One of them was Samuel Lapham Hill. The recently invented sewing machine was plagued with problems, not least the uneven quality of the available thread. Hill seized the challenge to devise a stronger, smoother filament. The judges at the 1876 Centennial Exhibition tell the story: Hill ” . . . submitted it, in 1852, to Mr. Singer . . . [who] put a spool on his machine, threaded it up, and commenced sewing. After sewing sufficiently to enable him to judge of its merit, he [exclaimed ], ‘I shall want all you can make,’–a prophecy literally fulfilled. The new fabric assumed the name of ‘machine twist,’ and from that time to the present the amount of silk consumed upon sewing-machines is marvelous.” Machine twist put Hill’s company on the Silk Map: in just over two decades it was the largest silk thread manufacturer in the country. Yet, it seems, no one has studied the development of this marvelous invention! This paper seeks to fill that gap.

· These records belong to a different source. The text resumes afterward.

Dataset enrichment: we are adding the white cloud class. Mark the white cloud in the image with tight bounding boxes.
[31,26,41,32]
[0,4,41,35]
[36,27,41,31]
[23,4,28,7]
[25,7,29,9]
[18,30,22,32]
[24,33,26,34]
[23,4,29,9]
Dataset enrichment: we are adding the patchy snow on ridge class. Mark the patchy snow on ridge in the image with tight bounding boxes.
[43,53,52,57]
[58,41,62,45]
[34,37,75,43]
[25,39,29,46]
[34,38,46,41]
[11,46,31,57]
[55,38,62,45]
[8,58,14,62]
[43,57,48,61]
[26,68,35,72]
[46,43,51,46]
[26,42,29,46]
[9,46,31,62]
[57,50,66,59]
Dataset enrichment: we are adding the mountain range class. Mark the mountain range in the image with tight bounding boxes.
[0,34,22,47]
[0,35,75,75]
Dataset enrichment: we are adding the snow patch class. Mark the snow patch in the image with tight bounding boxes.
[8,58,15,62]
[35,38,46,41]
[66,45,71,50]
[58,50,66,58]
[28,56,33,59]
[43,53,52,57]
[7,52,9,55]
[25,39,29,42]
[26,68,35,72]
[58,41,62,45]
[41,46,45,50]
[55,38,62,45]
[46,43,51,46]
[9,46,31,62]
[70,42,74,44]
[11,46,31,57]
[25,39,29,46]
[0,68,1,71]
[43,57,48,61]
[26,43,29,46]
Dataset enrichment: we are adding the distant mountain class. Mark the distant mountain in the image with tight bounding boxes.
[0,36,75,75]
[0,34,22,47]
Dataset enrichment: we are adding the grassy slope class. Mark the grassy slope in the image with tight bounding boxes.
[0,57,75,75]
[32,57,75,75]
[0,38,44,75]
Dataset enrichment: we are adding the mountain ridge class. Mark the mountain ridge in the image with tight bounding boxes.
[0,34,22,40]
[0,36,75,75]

Marjorie Senechal is the Louise Wolff Kahn Professor in Mathematics and History of Science and Technology, where she has taught since 1966, and is also Director of the Kahn Liberal Arts Institute there. In Smith’s History of Science and Technology program, her courses include “Ancient Inventions” (about a third of which is devoted to textiles — see http://www.smith.edu/hsc/museum and “Science, Technology, and Silk.” Her current research includes the silk industries of Albania and of Northampton, Massachusetts, with particular emphasis on their scientific and technological contexts and challenges. She is a co-founder and director of the Northampton Silk Project.
Recently (2009), a book “Silk – Its Origin, Culture, and Manufacture” published 1895 and 1902 by the Nonotuck Silk Company has been made available on the web. This is a thorough discussion of the silk industry and The Corticelli Silk Mills, which acted in concert with the Nonotuck Silk Company beginning in 1838. A digital version made available by N C State University can be downloaded from:
http://www.archive.org/details/silkitsorigincul00nono. The pictures in the text and advertisements at the end are worth a download.
The history of the silk industry in and around Northampton, MA has been studied and preserved by Smith College. A beautiful silk quilt is on display in the Nielson Library. You can follow each step of the silk manufacturing process on the quilt itself.